- In the databases for English Wikipedia, Wikimedia Commons, Wikidata, and Test Wikipedia (enwiki, commonswiki, wikidatawiki and testwiki), the site_stats table now has more than one row, and the correct number for each column is the sum of that column across all rows.
- Quarry queries that use this table should be updated to use the SUM() of a column; For an example, if you previously had:
- SELECT ss_total_edits FROM site_stats;
- change it to either:
- SELECT SUM(ss_total_edits) FROM site_stats;
- SELECT SUM(ss_total_edits) AS ss_total_edits FROM site_stats;.
- (This is also safe to do on all other wikis, where the table still has only one row.)
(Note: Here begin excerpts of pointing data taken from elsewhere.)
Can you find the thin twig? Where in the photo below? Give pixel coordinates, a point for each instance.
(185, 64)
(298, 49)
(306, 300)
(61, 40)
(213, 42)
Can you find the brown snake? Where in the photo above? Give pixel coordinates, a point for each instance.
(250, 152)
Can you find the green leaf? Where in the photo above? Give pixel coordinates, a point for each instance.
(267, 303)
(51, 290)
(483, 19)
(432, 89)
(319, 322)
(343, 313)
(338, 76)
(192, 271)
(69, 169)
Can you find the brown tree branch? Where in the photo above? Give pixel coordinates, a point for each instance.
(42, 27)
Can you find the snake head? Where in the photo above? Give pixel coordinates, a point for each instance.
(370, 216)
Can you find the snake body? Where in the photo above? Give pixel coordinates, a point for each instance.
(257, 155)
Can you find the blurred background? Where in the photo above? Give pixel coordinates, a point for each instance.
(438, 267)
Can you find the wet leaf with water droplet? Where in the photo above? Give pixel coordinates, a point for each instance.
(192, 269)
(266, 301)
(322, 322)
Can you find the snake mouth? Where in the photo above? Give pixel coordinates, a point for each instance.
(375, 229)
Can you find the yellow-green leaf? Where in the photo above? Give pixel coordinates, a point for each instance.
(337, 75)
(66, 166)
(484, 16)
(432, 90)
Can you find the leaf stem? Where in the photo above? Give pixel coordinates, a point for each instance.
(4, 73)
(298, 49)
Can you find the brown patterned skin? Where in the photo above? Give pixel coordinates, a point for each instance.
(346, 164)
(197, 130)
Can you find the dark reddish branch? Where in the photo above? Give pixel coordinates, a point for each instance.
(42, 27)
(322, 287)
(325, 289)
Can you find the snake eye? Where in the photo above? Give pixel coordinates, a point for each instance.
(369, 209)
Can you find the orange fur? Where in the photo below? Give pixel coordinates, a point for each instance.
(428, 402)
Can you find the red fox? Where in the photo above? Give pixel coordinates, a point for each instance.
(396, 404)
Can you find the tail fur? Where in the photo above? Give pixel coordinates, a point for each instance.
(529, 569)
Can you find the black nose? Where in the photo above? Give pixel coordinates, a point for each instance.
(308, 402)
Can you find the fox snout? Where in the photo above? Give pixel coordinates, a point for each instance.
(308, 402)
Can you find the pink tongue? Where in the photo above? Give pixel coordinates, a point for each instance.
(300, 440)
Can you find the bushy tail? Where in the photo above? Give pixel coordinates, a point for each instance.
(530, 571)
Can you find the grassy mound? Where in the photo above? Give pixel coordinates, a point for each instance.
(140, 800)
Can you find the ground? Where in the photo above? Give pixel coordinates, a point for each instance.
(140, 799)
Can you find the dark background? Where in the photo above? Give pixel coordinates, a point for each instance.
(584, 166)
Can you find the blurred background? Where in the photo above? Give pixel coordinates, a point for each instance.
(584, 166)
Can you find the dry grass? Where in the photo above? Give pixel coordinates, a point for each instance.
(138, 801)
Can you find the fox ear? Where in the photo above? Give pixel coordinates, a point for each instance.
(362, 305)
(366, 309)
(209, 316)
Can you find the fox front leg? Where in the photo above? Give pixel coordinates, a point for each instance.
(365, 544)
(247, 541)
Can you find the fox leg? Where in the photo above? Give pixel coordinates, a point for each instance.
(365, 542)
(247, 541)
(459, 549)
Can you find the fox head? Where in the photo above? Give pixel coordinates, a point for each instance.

Original Task description:
site_stats table has quite a write pressure (you can see the numbers in performance_schema tables). This is mostly the case in commons/wikidata/enwiki for updating edit count. We used to have SiteStatsAsyncFactor config saving the values in memcached and then saving them from time to time and it got removed (for good reasons, it was never deployed and did a lot of complex magic for no good reason).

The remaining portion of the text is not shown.